Whereas https://time.fyi/timezones does not currently request access to location and instead uses the location of my IP address. Which in my case is the location of my ISP and not of myself. Using the name of the city my ISP is in, which is halfway across the country from me.
I'm not a fan of the design, tbh. I see no reason why these need to be cards, which actually forces the sliders to be next to each other (rather than below each other or combined into a single slider)
- The timezone search in the original app was laggy.
- It did not allow searching timezones by offset, e.g., 'GMT+5,' 'gmt-5,' etc.
- It did not allow timezone search by name, e.g., PST, EST, GST, etc.
- It requested location permission that seemed unnecessary.
- It was closed source.
I had been using your product for quite some time and only developed time.fyi to scratch my own itch. I will be open-sourcing it soon and planning on extending it beyond what it is today.
Having said that, thank you for your work on timezones.digital!
% tz
US West 18:39 -0800 PST
US East 21:39 -0500 EST
UTC 02:39 +0000 UTC
Ireland/UK 02:39 +0000 GMT
West Europe 03:39 +0100 CET
New Zealand 15:39 +1300 NZDT
Current 02:39 +0000 GMT
% tz 18:00
US West 10:00 -0800 PST
US East 13:00 -0500 EST
UTC 18:00 +0000 UTC
Ireland/UK 18:00 +0000 GMT
West Europe 19:00 +0100 CET
New Zealand 07:00 +1300 NZDT
Current 18:00 +0000 GMT
I find it's pretty convenient anyway.https://github.com/arp242/dotfiles/blob/master/local/script/...
$ dates 4 hours ago
One of two times "$*" had been usefulFor me the most useful part is being able to quickly translate things like "let's do a video chat at 3pm PST" to something that makes sense, which is why it had the second argument to set the timezone.
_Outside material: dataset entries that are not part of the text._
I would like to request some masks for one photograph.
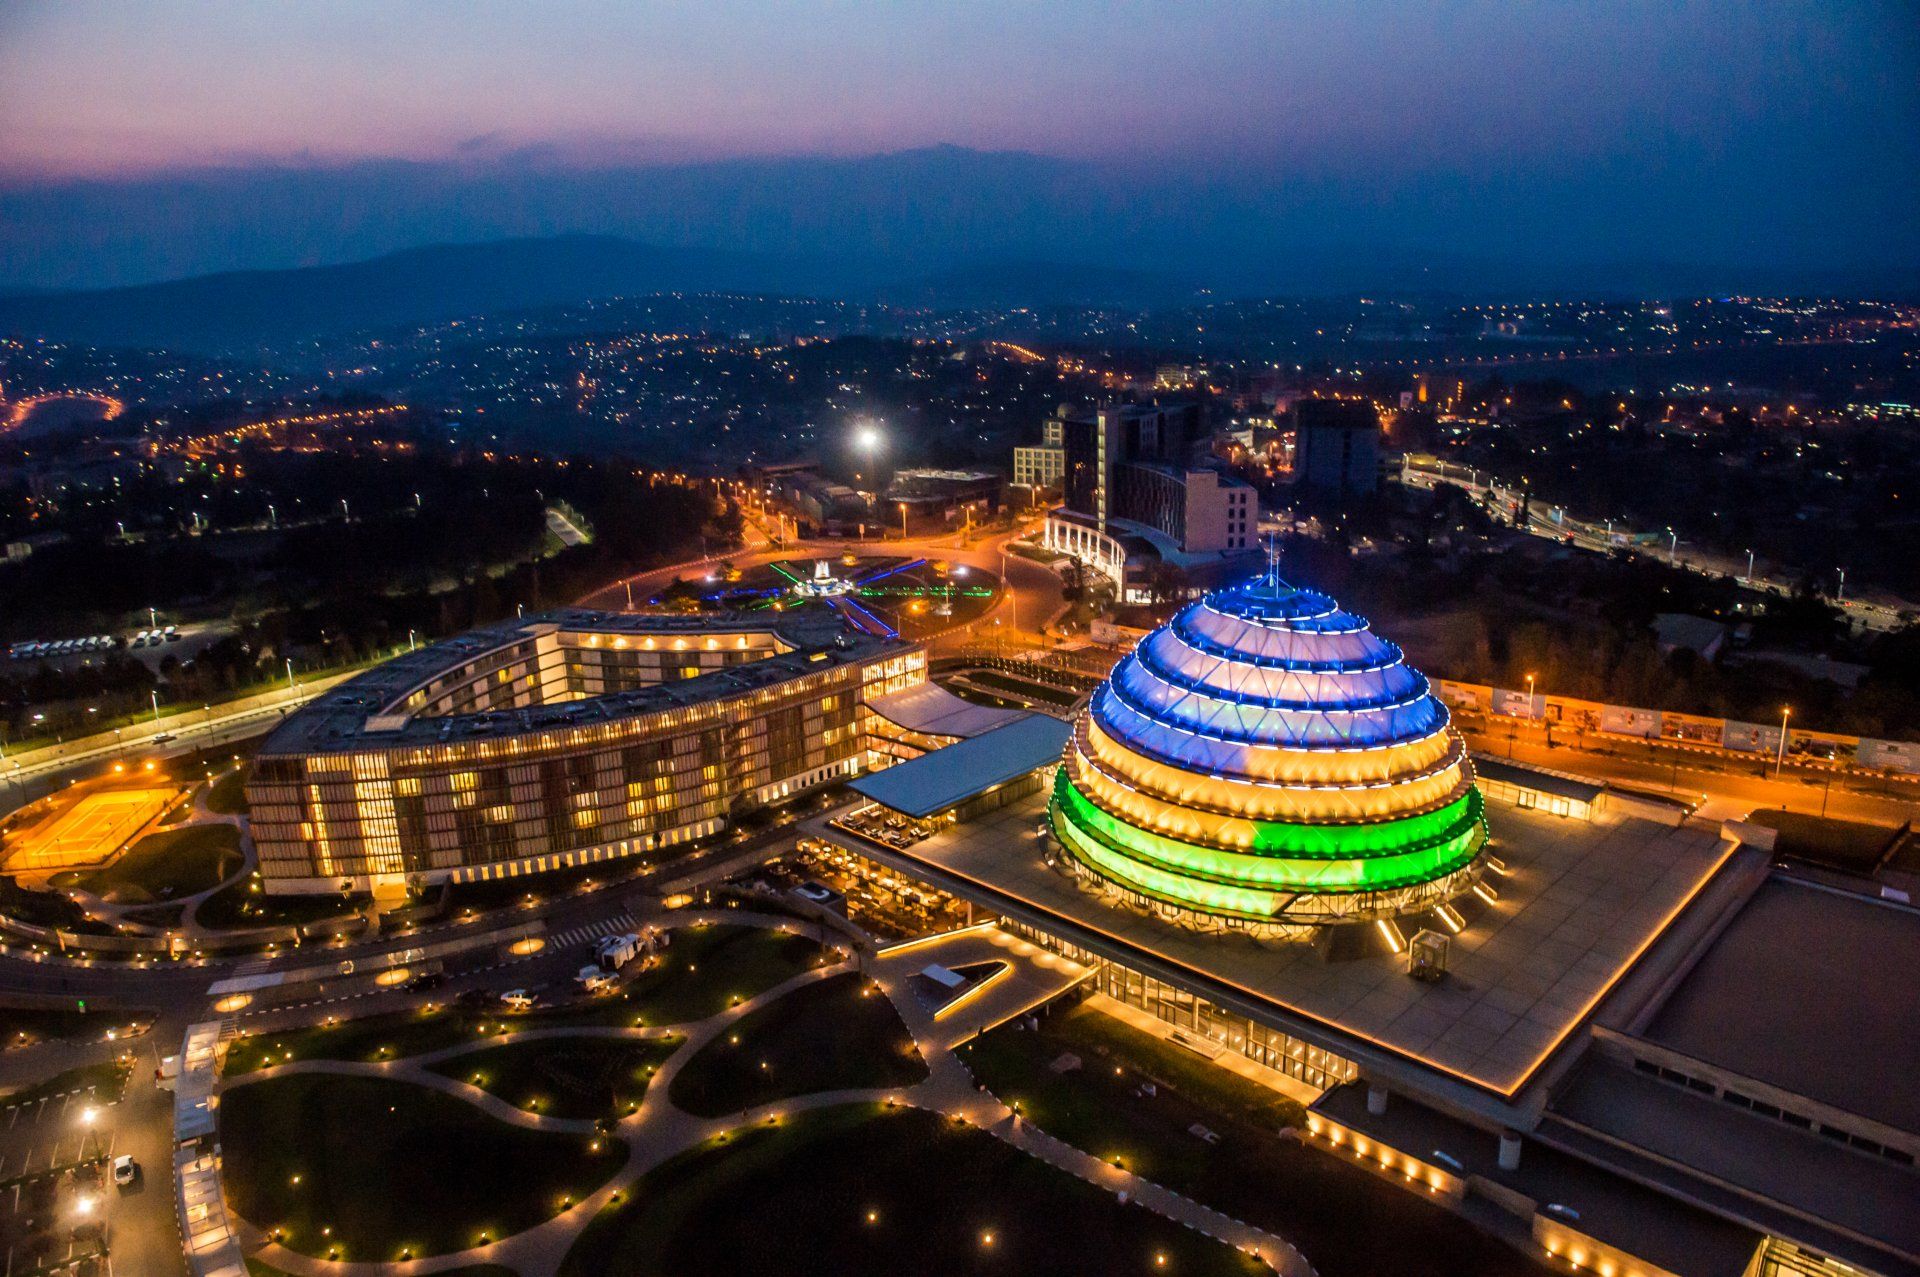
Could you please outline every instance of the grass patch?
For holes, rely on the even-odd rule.
[[[620,1141],[521,1130],[382,1078],[274,1078],[220,1100],[235,1209],[302,1254],[386,1262],[531,1228],[605,1183]],[[330,1230],[330,1231],[327,1231]]]
[[[375,1064],[497,1037],[509,1027],[510,1022],[500,1016],[471,1014],[451,1007],[396,1011],[361,1020],[309,1025],[284,1033],[239,1039],[227,1048],[222,1075],[238,1077],[294,1060],[353,1060]]]
[[[116,1060],[101,1064],[83,1064],[77,1069],[68,1069],[56,1073],[43,1081],[33,1082],[0,1095],[0,1105],[34,1104],[55,1095],[66,1095],[73,1091],[93,1092],[93,1098],[102,1104],[112,1104],[120,1098],[120,1092],[126,1088],[127,1075],[131,1068]]]
[[[704,1020],[829,960],[810,937],[766,927],[703,923],[671,934],[659,965],[635,977],[615,1003],[648,1024]]]
[[[627,1028],[704,1020],[736,999],[750,998],[812,970],[826,956],[824,949],[804,936],[764,927],[708,925],[683,927],[672,934],[659,965],[612,997],[525,1015],[443,1006],[263,1034],[236,1042],[228,1050],[226,1076],[284,1064],[289,1058],[375,1063],[526,1029]]]
[[[863,975],[795,989],[743,1016],[674,1075],[679,1108],[719,1117],[848,1087],[911,1086],[927,1076],[913,1035]]]
[[[250,770],[243,764],[214,777],[212,787],[207,790],[207,806],[223,816],[244,814],[248,810],[247,773]]]
[[[654,1070],[681,1041],[542,1038],[455,1056],[432,1069],[530,1113],[598,1121],[638,1108]]]
[[[200,902],[194,921],[216,931],[246,927],[304,927],[329,918],[346,918],[363,908],[365,896],[342,900],[337,893],[323,896],[270,896],[255,891],[260,879],[249,875]]]
[[[148,834],[77,885],[116,904],[144,904],[218,886],[243,863],[232,825],[185,825]]]
[[[1064,1052],[1082,1067],[1053,1072]],[[1038,1033],[996,1029],[960,1054],[988,1090],[1017,1103],[1041,1130],[1286,1238],[1321,1277],[1551,1271],[1441,1206],[1282,1138],[1280,1120],[1299,1109],[1286,1097],[1090,1008],[1044,1020]],[[1144,1080],[1158,1094],[1139,1094]],[[1195,1125],[1219,1143],[1195,1136]]]
[[[0,1007],[0,1050],[25,1046],[29,1042],[68,1039],[95,1041],[108,1029],[127,1026],[130,1020],[144,1020],[146,1011],[80,1011],[70,1003],[64,1007]]]
[[[587,1226],[560,1266],[561,1277],[701,1272],[1226,1277],[1268,1269],[985,1132],[917,1110],[848,1105],[657,1167]]]

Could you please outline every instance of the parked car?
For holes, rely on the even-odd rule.
[[[140,1163],[133,1160],[132,1154],[122,1153],[113,1159],[113,1183],[117,1188],[126,1188],[140,1178]]]
[[[525,989],[508,989],[500,995],[500,1005],[509,1011],[531,1011],[533,1003],[533,995]]]

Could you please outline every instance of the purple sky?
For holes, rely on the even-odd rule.
[[[572,231],[1915,268],[1915,4],[0,0],[0,288]]]
[[[1920,112],[1910,6],[14,0],[0,174],[936,142],[1365,172],[1816,160]]]

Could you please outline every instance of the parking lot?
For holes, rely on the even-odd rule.
[[[97,1086],[0,1104],[0,1277],[184,1272],[169,1193],[172,1095],[145,1055]],[[130,1182],[112,1166],[134,1159]]]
On a side note, I'd really like to know what broken mechanism aggressively downranks such quality community submissions. 67 upvotes in 2 hours, and only ranked 9th. Meanwhile, another post with fewer upvotes in more time is ranked 2nd. Something is very wrong here. I'd love to see more posts like this one, and fewer standard blog articles that are hitting the front page for the third time in five years.
"The basic algorithm divides points by a power of the time since a story was submitted. Comments in threads are ranked the same way.
Other factors affecting rank include user flags, anti-abuse software, software which demotes overheated discussions, account or site weighting, and moderator action."